Yeni yasanın ilk kurbanları arasında İslam
dinini seçerek Pakistan'a taşınan
iki Amerikalı kardeş vardı. Her ikisi de bir bankayı soymaktan suçlanarak
sağ el ve sol ayaklarının kesilmesi cezasına çarptırıldı.
Mahkemede kardeşler masum olduklarında ısrar ettiler, bir tanesi mahkemeyi
" dinsizlerin mahkemesi " olarak adlandırdı. Kısa bir süre sonra
Pakistan Yüksek Mahkemesi iki kardeşin masum olduğuna karar vererek serbest bıraktı.
Kardeşler muhabirlere Allah'ü
ekber!(" Allah büyüktür")diye bağırdı.
Pakistan'da zaman zaman Sünni ve Şii Müslümanlar
arasında çekişmeler yaşanıyor. 1990'da doğuda bir şehir olan Lahore'un
200 mil güneyinde yer alan Şucaabad şehrindeki Şii gruba bağlı gençler Sünni
alayına el bombası fırlatarak yedi kişinin ölümüne, yetmiş dokuz kişinin
ise yaralanmasına neden oldular.
1994'de Pakistan'da Şii- Sünni saldırıları
yeniden başladı. Associated Press haberlerine göre 12 Temmuz'da Lahore'da bir
camide namaz kılan iki Sünni genç Şii militanlar tarafından atılan el
bombalarıyla öldürüldü. Ölümleri Başbakan Benazir Butto'nun yargıç ve
avukatları uyarmasına neden oldu: " Mezhep ayrılıkları bu ülkenin
varlığını tehdit edebilir." 23 Temmuz'da Şiilerin bindiği bir otobüs,
bir güney liman kenti olan Karaçi'den dönerken otomatik silahlı üç
motosikletli adamın saldırısına uğradı. Saldırı sonucu altı Şii öldü,
yirmi beş Şii ise yaralandı. Bir Şii militanı katliam için Sünnileri suçlayarak
intikam yemini etti.

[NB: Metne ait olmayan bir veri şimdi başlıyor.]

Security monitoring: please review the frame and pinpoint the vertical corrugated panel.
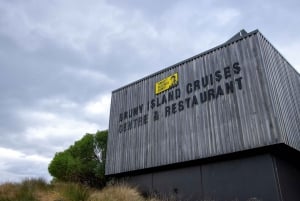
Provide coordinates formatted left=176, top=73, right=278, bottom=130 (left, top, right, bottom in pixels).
left=106, top=32, right=299, bottom=175
left=259, top=34, right=300, bottom=150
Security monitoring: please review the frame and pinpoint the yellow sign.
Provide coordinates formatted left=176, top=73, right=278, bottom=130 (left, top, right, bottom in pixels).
left=155, top=73, right=178, bottom=94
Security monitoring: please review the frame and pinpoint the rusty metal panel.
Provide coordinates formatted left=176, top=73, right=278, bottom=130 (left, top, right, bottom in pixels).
left=106, top=31, right=299, bottom=175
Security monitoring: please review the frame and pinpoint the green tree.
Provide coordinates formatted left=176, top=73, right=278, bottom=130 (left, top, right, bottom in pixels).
left=48, top=131, right=108, bottom=186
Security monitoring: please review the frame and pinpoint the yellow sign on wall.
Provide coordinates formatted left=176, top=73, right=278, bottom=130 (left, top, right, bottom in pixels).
left=155, top=73, right=178, bottom=94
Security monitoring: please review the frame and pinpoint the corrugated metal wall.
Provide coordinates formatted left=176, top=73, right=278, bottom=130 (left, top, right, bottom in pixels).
left=258, top=34, right=300, bottom=150
left=106, top=31, right=299, bottom=175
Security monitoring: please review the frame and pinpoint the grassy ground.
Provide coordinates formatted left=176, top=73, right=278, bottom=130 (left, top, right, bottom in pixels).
left=0, top=179, right=164, bottom=201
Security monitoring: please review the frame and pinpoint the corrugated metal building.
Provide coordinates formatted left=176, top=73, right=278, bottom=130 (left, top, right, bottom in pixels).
left=106, top=30, right=300, bottom=200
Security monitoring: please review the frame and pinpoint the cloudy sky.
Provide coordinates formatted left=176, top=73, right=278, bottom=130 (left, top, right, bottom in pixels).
left=0, top=0, right=300, bottom=183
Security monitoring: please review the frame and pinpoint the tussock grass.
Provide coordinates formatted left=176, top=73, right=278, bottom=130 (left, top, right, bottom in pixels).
left=90, top=184, right=145, bottom=201
left=0, top=178, right=169, bottom=201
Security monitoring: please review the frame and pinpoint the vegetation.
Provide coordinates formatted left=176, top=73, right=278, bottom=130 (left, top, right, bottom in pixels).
left=48, top=131, right=108, bottom=187
left=0, top=179, right=164, bottom=201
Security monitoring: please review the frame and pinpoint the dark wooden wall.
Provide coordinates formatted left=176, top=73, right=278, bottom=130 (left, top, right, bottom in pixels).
left=106, top=31, right=300, bottom=175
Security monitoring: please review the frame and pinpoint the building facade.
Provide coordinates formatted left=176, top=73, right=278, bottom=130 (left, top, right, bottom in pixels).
left=106, top=30, right=300, bottom=201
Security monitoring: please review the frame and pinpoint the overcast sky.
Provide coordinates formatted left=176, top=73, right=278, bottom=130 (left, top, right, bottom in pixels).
left=0, top=0, right=300, bottom=183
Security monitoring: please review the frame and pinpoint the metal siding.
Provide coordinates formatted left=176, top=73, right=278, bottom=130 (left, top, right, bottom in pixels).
left=258, top=34, right=300, bottom=150
left=106, top=32, right=299, bottom=175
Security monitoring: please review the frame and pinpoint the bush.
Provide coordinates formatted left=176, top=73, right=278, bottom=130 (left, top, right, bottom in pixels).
left=54, top=182, right=91, bottom=201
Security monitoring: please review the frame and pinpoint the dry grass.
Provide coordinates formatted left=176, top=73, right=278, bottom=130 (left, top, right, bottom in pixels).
left=90, top=185, right=145, bottom=201
left=0, top=179, right=164, bottom=201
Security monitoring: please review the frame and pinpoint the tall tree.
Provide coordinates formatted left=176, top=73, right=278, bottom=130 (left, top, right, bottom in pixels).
left=48, top=131, right=108, bottom=186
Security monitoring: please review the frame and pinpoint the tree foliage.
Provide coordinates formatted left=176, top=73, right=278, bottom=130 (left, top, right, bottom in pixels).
left=48, top=131, right=108, bottom=186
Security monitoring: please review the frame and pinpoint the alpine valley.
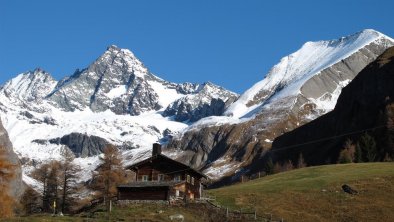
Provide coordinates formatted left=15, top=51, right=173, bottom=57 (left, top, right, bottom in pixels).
left=0, top=29, right=394, bottom=188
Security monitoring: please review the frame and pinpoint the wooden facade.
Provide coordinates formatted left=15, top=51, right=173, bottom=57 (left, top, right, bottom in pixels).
left=118, top=144, right=206, bottom=200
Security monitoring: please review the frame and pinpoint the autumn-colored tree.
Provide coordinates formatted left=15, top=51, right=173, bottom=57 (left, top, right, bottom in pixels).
left=358, top=133, right=377, bottom=162
left=338, top=149, right=352, bottom=163
left=338, top=139, right=358, bottom=163
left=30, top=163, right=50, bottom=211
left=47, top=160, right=61, bottom=213
left=91, top=145, right=125, bottom=211
left=297, top=153, right=307, bottom=168
left=59, top=150, right=80, bottom=213
left=31, top=160, right=60, bottom=212
left=0, top=147, right=15, bottom=218
left=264, top=157, right=274, bottom=175
left=20, top=187, right=40, bottom=215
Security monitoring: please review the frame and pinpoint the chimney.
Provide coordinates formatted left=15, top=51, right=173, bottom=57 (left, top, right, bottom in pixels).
left=152, top=143, right=161, bottom=156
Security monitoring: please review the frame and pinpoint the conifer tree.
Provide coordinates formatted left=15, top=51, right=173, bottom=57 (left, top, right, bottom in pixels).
left=91, top=145, right=125, bottom=211
left=0, top=147, right=15, bottom=218
left=264, top=157, right=274, bottom=175
left=20, top=187, right=40, bottom=215
left=59, top=149, right=80, bottom=213
left=297, top=153, right=307, bottom=168
left=359, top=133, right=377, bottom=162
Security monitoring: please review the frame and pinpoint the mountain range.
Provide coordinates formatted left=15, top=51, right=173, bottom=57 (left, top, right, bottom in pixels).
left=0, top=30, right=394, bottom=185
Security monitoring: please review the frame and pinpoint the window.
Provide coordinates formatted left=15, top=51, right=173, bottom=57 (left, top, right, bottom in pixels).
left=186, top=175, right=190, bottom=183
left=174, top=174, right=181, bottom=181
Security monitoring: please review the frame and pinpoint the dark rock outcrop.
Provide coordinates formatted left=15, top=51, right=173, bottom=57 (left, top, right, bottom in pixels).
left=168, top=30, right=393, bottom=182
left=0, top=119, right=25, bottom=199
left=163, top=83, right=238, bottom=122
left=271, top=47, right=394, bottom=165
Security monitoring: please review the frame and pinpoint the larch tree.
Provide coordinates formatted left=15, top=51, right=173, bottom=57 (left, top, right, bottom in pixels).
left=0, top=147, right=15, bottom=218
left=91, top=145, right=125, bottom=211
left=31, top=160, right=60, bottom=212
left=59, top=150, right=80, bottom=213
left=20, top=187, right=40, bottom=215
left=297, top=153, right=307, bottom=168
left=358, top=133, right=377, bottom=162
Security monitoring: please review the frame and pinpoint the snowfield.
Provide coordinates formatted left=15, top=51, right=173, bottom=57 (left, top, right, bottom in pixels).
left=0, top=30, right=394, bottom=189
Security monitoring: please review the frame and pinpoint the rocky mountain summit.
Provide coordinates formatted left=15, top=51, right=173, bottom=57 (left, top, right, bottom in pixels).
left=47, top=45, right=237, bottom=117
left=0, top=30, right=394, bottom=187
left=0, top=45, right=238, bottom=186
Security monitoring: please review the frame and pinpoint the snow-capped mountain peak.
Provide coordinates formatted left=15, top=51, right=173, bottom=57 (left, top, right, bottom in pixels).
left=1, top=68, right=57, bottom=102
left=225, top=29, right=394, bottom=118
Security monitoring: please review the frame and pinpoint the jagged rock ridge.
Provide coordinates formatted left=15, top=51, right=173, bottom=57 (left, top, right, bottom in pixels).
left=168, top=30, right=394, bottom=183
left=272, top=47, right=394, bottom=165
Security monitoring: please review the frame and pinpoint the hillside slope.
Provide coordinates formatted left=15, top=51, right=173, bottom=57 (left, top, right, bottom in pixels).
left=272, top=47, right=394, bottom=165
left=210, top=162, right=394, bottom=221
left=168, top=30, right=394, bottom=183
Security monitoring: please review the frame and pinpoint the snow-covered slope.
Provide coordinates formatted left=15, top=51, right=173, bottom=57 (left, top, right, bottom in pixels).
left=169, top=29, right=394, bottom=182
left=0, top=46, right=238, bottom=186
left=225, top=29, right=394, bottom=118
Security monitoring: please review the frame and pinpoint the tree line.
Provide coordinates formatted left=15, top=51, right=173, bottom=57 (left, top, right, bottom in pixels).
left=0, top=145, right=126, bottom=218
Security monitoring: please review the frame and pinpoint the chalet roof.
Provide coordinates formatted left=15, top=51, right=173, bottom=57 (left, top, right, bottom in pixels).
left=118, top=181, right=185, bottom=188
left=127, top=154, right=208, bottom=178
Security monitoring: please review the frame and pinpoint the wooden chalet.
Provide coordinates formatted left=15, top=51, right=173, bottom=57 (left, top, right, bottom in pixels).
left=117, top=144, right=207, bottom=200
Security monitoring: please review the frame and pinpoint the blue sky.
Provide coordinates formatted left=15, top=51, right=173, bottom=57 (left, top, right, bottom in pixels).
left=0, top=0, right=394, bottom=93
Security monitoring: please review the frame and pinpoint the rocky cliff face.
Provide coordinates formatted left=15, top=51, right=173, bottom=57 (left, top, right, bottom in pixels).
left=47, top=45, right=237, bottom=118
left=163, top=83, right=238, bottom=122
left=0, top=117, right=25, bottom=198
left=271, top=47, right=394, bottom=165
left=168, top=30, right=394, bottom=182
left=0, top=43, right=238, bottom=187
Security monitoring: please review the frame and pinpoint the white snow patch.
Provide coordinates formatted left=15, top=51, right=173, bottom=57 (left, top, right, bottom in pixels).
left=106, top=85, right=127, bottom=99
left=225, top=29, right=394, bottom=118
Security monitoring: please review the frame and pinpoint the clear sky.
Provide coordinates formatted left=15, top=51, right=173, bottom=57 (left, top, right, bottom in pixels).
left=0, top=0, right=394, bottom=93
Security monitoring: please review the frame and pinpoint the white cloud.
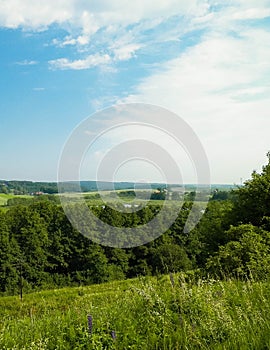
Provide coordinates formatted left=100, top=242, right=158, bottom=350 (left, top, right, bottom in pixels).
left=33, top=87, right=45, bottom=91
left=121, top=29, right=270, bottom=183
left=16, top=60, right=38, bottom=66
left=49, top=54, right=111, bottom=70
left=114, top=44, right=141, bottom=61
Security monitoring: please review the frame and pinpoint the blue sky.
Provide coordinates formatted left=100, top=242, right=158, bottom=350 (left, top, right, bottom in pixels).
left=0, top=0, right=270, bottom=184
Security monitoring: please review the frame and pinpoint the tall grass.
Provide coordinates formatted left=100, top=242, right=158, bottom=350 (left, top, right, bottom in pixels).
left=0, top=274, right=270, bottom=350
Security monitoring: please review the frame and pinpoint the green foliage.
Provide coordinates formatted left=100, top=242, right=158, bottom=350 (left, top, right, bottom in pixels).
left=0, top=274, right=270, bottom=350
left=207, top=224, right=270, bottom=279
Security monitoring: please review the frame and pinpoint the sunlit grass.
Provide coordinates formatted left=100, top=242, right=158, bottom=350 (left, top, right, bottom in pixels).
left=0, top=274, right=270, bottom=350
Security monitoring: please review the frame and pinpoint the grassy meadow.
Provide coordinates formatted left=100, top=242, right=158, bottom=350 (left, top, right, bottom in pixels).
left=0, top=193, right=32, bottom=206
left=0, top=274, right=270, bottom=350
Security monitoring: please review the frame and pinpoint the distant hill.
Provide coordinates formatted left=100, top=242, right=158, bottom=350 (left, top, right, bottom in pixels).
left=0, top=180, right=235, bottom=195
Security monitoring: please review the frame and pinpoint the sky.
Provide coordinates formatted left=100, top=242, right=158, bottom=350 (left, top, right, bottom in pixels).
left=0, top=0, right=270, bottom=184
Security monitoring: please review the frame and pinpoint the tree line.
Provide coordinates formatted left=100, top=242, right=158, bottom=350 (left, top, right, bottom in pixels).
left=0, top=155, right=270, bottom=295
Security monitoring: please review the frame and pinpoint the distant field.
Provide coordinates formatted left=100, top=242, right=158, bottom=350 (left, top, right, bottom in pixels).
left=0, top=193, right=32, bottom=206
left=0, top=274, right=270, bottom=350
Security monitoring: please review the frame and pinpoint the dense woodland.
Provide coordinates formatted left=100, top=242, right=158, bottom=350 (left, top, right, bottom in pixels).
left=0, top=155, right=270, bottom=295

Ertesi gün Karaçi'de silahlı adamlar Şii camilerine
saldırarak üç kişiyi öldürdüler ve Kuran okurken atılan bombayla altısı
çocuk olmak üzere on üç kişiyi yaraladılar.
Altı milyon Pakistanlı Hıristiyan da bazen
aynı şiddetin hedefi olabiliyor. 1994'de Lahore'da dört Hıristiyan mahkemeye
götürülerek cami duvarına yazı yazarak İslam'a hakaret etmekle suçlandılar.
Dört kişi mahkemeden çıkarken Müslüman teröristler ateş açarak birini
öldürdü, üç kişiyi ise yaraladı. Suçlu kaçarak gözden kayboldu.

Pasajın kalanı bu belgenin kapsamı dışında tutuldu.